From Claustrophobic To Cool: Transform An Old, Brick Fronted Bar Into An Inviting, Glass-Fronted Watering Hole
If you have purchased an old bar in a cool and transforming neighborhood, then you have a big opportunity. You have an established presence, a great interior space to work with, and maybe even a big, walnut bar. However, it's probably a good idea to transform the old facade if it's the sort of solid brick face intimidating look that is common with old neighborhood bars. Many of these bars were the type to have either a single small window or no window at all. If you want to turn it into a hip space where people can hang out, have a good time, and not feel like they are in a dark and claustrophobic bar, then you should definitely open it up. Here are some ideas.
Irish Bar? Incorporate That Into A Dark Wood and Glass Front
If the bar is an Irish bar and you've made an agreement with the prior owner to keep the name, then you might want to take advantage of the Irish theme and transform the front into a classic wood and glass front, as you will see all over Dublin and Galway, not to mention Boston, NYC, and Chicago. The wood should be dark (dark blacks or deep mahogany colors) and the windows need to be large. The windows should be large enough so that the people inside can see out, and vice versa. Also, consider having the bar's name stenciled in gold lettering on a large wood plaque that will hang above the entrance.

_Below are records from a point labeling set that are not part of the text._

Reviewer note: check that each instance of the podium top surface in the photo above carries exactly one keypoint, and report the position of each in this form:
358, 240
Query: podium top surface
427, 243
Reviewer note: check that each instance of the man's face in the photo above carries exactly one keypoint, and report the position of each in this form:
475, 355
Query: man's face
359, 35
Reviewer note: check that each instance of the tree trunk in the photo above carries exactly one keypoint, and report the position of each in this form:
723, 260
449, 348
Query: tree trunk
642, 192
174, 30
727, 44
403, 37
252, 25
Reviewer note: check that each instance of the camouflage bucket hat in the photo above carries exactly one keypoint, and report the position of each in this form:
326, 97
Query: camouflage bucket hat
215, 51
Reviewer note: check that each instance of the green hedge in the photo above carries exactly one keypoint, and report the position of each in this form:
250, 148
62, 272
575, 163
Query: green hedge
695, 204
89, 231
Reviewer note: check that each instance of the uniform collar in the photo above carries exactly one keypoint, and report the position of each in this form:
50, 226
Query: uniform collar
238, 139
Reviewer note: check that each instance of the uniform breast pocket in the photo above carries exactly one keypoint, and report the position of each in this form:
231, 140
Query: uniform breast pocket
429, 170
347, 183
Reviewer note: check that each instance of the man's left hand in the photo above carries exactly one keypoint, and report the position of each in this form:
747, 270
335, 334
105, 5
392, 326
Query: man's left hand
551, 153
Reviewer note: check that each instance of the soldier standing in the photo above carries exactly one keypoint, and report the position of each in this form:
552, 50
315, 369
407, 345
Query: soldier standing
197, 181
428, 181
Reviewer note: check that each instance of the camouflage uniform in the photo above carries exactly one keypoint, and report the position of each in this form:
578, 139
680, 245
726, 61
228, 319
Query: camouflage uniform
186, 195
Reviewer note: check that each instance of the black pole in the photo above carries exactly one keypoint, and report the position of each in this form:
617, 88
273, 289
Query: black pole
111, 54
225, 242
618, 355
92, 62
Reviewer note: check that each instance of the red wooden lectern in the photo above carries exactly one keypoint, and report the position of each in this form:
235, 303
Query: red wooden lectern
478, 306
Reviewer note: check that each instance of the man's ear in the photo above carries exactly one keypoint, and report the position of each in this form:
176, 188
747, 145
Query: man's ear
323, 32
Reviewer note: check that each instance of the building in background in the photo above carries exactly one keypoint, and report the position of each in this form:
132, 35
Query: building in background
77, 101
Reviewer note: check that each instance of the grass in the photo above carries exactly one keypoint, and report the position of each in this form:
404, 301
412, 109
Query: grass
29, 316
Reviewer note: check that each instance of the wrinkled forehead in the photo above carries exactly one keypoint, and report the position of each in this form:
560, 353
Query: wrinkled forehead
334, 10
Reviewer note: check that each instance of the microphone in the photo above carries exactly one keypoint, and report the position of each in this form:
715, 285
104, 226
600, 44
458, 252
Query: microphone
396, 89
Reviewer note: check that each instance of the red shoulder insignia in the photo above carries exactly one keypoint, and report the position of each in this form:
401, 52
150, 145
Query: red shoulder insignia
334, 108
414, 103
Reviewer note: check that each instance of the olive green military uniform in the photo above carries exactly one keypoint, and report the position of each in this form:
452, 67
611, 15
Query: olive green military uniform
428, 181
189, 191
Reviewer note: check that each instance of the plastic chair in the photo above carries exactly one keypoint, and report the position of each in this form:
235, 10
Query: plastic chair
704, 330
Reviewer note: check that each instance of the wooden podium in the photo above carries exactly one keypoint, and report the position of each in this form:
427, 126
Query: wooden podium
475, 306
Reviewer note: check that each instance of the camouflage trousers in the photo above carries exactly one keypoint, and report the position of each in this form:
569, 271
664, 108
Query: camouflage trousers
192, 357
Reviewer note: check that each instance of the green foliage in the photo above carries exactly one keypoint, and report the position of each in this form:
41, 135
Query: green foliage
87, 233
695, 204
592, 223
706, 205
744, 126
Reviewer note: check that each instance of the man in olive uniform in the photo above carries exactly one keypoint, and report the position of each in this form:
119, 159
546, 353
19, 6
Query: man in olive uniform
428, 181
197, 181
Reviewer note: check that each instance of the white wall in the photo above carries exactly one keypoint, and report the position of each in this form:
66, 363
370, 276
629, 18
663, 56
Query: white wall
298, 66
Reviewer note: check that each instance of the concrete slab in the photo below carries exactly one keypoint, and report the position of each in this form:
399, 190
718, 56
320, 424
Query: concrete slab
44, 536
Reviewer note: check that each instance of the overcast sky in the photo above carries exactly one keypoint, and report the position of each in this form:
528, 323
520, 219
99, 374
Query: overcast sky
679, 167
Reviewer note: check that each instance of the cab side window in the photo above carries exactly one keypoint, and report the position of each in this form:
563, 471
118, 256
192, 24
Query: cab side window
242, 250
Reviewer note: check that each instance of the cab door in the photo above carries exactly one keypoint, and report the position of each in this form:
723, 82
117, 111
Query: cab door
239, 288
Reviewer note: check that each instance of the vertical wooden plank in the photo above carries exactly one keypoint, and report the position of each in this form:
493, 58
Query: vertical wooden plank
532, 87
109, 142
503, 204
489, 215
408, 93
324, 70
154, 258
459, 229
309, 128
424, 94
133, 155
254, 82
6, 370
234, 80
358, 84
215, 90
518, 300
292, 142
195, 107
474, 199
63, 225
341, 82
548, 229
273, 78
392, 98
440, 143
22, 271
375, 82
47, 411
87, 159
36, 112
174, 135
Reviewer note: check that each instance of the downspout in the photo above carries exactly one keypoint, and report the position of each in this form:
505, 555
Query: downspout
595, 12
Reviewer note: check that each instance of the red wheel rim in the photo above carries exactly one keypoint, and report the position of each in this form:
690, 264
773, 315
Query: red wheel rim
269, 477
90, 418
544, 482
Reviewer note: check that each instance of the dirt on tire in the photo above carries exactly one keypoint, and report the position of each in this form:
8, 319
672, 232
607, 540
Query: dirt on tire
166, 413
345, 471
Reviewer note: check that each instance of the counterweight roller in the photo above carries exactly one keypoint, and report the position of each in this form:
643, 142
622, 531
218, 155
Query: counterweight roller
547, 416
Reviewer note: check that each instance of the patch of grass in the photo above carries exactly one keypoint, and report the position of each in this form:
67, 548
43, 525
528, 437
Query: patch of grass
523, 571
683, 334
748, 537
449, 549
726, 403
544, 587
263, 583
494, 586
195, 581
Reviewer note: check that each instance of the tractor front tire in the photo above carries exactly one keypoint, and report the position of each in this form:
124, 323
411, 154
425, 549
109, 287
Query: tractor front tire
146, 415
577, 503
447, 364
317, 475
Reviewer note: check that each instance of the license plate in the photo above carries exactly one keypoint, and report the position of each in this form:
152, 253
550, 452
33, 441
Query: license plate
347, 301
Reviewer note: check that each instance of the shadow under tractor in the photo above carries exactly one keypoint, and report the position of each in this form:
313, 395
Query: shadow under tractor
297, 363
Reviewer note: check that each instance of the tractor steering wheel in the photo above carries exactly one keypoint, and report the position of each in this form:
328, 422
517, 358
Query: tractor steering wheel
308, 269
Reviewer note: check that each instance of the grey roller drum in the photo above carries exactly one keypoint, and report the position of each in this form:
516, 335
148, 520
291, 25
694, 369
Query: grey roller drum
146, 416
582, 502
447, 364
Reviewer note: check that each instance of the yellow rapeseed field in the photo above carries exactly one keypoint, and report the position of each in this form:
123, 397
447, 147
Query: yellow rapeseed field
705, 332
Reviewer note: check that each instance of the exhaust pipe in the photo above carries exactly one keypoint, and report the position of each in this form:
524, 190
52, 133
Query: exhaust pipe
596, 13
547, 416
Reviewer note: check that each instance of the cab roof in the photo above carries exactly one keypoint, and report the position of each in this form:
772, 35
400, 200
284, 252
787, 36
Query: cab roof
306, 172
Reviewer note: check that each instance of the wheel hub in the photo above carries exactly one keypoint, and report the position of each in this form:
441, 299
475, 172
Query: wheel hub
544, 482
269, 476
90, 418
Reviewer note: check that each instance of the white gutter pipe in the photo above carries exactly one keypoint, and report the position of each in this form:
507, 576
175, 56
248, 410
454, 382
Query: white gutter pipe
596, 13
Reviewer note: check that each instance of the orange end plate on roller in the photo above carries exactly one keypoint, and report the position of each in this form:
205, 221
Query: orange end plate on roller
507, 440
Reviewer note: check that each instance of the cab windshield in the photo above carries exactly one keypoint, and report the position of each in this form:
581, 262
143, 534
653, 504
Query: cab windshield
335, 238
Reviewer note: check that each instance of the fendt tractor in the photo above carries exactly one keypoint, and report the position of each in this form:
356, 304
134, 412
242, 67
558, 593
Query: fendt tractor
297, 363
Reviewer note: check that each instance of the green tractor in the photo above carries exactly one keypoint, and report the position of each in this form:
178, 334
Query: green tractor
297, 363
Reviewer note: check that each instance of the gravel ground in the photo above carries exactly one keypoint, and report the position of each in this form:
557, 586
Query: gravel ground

Modern Look For A New Clientele
If you are not going for the Irish bar look and would prefer something a bit more modern, then consider a huge glass front. This is popular with modern lounge style bars, where part of the thrill is in being seen. People heading to these types of bars don't want a big brick facade that they can disappear behind. The support beams can be made ultra thin, with only a few steel beams spread across the glass. Or, if you are looking to retain some of the vibe of the old place to help tie your new bar in with the old neighborhood, you could have the construction crew surround the thin steel support beams with brick. You could even have them salvage the old brick and use it. The steel would support and hold the huge glass front, but the brick would give the place a nice look. You can choose a lightly tinted glass so that it remains a bit dark inside during the early afternoon, but it's not totally obscured and dark at night. You want passersby to see the interior; it will help create an open and larger feel to the place.